Ramazan Gecenoğlu: Tabandan daha fazla örgütlenmeye ve tabanın daha fazla demokratikleşmesine ihtiyaç var. Taban demokratikleştiği zaman bunun tüm üretenlere katkısı olacaktır. Bir filozof, bir alim bir şey söylemiş “Fırat’ın kenarında bir koyun kaybolsa hesabını benden sorun” demiş. Böyle bir adalet var mı? Cebimizden parayı çalıyorlar kimsenin haberi yok. O zaman işçilerin, köylülerin, emekçilerin örgütlenmesi lazım.

- Sizce bu nasıl başarılabilir?

Nebile Irmak Çetin: Bu gecede de bunun mesajı kısmen de olsa verilmiş oldu. Bizim çok acil olarak yükselen faşizm, şovenizm dalgasına, yükselen bir kapitalist saldırıya karşı cevap verebilmenin tek yolu devrimcilerin, demokratların, aydınların, Kürd’ün, Türk’ün birleşik bir mücadele yürüterek saldırıları püskürtmesi mümkündür. Bu mücadeleyi örmeyi becerebilirsek istediklerimize kavuşacağımızı umut ediyorum.

Veysel Demir: Bunu başarmanın yolu inanmak, örgütlenmek, işçi sınıfına gitmek. Bunun için de devrimcilerin, yurtseverlerin, demokratların, öğrencilerin, evsizlerin tek vücut olması lazım. Örgütlü bir toplumun hiçbir zaman yenilmeyeceğini, yıkılmayacağını unutmamamız gerekiyor.

- Bu süreçte DİSK üyelerine düşen görevler nelerdir?

Ramazan Gecenoğlu: DİSK üyelerine düşen görev daha çok çalışmaktır.
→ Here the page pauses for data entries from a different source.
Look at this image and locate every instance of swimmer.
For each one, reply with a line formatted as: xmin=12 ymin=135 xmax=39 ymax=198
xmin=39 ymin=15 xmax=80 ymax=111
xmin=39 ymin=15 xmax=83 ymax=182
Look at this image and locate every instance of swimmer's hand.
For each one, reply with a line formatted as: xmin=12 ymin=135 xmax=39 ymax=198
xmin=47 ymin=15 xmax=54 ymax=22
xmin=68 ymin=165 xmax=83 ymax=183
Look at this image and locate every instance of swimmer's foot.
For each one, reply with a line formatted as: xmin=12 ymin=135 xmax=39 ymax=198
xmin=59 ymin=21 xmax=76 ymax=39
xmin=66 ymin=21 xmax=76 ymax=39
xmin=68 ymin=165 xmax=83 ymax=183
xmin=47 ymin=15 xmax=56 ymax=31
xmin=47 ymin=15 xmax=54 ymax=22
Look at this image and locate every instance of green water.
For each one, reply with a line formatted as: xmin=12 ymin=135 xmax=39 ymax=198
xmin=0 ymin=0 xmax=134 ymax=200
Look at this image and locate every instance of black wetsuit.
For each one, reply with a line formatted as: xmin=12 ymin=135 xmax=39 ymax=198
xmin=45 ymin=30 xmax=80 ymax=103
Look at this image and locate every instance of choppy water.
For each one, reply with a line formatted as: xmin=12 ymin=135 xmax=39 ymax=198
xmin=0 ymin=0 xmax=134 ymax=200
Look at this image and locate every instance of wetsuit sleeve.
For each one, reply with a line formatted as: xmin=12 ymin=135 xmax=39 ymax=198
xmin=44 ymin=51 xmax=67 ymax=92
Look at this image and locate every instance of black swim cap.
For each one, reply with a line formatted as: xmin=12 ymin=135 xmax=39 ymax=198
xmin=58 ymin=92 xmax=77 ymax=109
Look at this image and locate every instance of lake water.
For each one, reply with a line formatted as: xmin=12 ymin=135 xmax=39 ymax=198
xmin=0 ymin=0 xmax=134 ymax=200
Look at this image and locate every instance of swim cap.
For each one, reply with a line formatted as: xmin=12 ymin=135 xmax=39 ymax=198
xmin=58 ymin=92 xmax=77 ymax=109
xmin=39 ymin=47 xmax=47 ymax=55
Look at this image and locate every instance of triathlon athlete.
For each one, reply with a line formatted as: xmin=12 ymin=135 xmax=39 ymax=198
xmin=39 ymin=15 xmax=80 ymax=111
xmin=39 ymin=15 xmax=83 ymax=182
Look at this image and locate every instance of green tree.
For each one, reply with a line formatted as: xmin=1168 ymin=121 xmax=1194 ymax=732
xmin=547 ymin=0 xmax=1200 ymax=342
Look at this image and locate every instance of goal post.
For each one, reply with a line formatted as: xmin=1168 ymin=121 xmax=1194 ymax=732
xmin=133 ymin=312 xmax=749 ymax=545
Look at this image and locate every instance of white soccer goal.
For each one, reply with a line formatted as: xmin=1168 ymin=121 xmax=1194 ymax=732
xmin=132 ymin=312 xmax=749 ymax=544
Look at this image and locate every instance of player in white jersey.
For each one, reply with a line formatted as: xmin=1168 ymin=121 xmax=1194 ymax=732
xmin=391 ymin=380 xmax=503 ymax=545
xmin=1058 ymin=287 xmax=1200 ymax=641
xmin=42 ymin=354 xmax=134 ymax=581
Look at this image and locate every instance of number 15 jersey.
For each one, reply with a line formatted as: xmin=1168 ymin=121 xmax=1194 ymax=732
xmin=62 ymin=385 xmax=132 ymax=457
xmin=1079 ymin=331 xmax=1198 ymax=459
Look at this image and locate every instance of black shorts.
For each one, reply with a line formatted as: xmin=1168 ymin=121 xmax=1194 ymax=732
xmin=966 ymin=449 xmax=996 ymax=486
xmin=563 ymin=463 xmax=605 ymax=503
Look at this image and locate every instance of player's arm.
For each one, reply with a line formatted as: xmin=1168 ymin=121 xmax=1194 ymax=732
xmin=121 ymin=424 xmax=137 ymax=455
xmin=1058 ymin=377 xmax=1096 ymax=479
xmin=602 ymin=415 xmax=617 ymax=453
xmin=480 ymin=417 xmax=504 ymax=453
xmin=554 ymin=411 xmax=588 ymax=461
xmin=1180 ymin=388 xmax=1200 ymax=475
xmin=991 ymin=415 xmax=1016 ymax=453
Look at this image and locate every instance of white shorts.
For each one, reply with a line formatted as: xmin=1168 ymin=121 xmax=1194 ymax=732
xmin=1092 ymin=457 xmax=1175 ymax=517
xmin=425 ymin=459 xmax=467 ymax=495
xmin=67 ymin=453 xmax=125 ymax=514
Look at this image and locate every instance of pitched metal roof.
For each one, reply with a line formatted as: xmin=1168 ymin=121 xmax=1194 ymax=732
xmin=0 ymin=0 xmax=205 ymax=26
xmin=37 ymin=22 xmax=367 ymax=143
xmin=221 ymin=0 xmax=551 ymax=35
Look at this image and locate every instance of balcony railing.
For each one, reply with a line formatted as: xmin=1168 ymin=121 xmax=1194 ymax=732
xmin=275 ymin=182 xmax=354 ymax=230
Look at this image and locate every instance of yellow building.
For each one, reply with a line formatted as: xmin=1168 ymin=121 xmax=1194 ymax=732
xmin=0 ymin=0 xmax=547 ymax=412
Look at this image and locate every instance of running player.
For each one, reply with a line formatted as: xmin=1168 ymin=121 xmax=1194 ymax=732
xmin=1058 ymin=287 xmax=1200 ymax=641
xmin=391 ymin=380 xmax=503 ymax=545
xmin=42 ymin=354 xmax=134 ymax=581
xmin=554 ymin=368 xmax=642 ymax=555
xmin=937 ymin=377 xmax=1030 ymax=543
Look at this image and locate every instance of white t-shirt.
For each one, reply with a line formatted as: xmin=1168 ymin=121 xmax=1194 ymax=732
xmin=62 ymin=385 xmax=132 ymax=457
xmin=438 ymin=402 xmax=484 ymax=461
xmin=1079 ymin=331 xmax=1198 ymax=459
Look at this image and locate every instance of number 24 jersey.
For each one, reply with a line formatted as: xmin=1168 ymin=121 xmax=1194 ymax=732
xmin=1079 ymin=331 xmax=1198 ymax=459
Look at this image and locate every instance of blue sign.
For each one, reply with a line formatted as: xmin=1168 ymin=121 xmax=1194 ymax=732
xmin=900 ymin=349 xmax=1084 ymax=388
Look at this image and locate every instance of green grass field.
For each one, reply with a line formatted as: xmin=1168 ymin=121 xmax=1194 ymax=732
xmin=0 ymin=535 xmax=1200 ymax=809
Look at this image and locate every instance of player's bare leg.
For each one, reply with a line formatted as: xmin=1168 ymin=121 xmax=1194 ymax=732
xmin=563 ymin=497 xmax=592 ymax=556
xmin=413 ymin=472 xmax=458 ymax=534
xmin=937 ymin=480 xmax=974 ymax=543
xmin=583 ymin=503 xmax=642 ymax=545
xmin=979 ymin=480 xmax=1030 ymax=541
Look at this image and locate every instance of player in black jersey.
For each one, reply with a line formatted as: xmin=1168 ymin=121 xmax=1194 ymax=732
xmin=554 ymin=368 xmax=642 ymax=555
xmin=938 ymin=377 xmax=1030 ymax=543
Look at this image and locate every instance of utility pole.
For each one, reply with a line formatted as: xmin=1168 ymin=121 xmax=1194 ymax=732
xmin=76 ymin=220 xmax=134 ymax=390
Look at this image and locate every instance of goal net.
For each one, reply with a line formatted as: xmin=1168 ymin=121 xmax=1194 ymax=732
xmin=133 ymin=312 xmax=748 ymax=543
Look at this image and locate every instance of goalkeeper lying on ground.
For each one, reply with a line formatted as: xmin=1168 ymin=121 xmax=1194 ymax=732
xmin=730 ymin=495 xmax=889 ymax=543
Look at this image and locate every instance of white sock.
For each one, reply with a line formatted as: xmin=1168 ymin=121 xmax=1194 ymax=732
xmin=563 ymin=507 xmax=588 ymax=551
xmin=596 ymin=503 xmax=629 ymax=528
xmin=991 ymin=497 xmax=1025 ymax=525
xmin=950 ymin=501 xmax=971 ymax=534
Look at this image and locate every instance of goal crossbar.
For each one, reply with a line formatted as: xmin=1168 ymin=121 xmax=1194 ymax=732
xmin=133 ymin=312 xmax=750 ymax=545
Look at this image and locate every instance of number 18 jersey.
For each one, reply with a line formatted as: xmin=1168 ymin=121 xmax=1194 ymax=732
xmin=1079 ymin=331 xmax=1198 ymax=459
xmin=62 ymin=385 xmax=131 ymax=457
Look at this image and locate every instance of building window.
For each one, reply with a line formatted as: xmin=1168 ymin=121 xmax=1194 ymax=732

Elinde bir mevzisi, imkanı olan herkes, kendisine yurtsever, aydın, emekten yanayım diyen herkesin bugüne kadar çalıştığının on misli daha fazla çalışması gerekiyor. Bizim emeklilerin çok güzel bir sözü vardır, “Demokrasi mücadelesinden emekli olunmaz!” diye. Gerçekten demokrasi ve özgürlük mücadelesinden emekli olunmaz.

Nebile Irmak Çetin: Bugün Türkiye’de 10 milyonu aşkın işçiden sözediliyor ama bunun ancak 1 milyonu, belki daha azı sendikalıdır. Burada üç ayrı konfederasyon da örgütlüdür. Bu sadece DİSK’le yapılacak bir şey değildir. Bizim ‘80 öncesindeki işçi jenerasyonu yakalayabilmemiz için işçi sınıfının siyasallaşması gerekiyor. Çok acilen işçi sınıfı, toplumsal muhalefetin diğer kesimleriyle taleplerini ortaklaştırmak zorundadır. Yani burada herkese görevler düşüyor. Bir devrimci gazetesini sadece işyerine götürmemeli, fabrikaya girip işçi olup oradaki işçiyi örgütlemeli, aydınlar yazmayla çizmeyle kalmayacak, işçi semtlerinde, sokaklarda oturup insanlarla konuşacak. Diğer yandan bu süreçte ilerici, öncü işçilere de büyük görevler düşüyor.

Veysel Demir: Yılmayacaklar, yıpranmayacaklar, geçmişte abilerimizin yoktan var ettiği DİSK’in “D” sine yakışır bir tavırla mücadeleyi en yüksek noktasına çıkarmak gerekiyor. Kendi çelişkilerimizle değil renkliliklerimizle tartışmamız lazım diye düşünüyorum.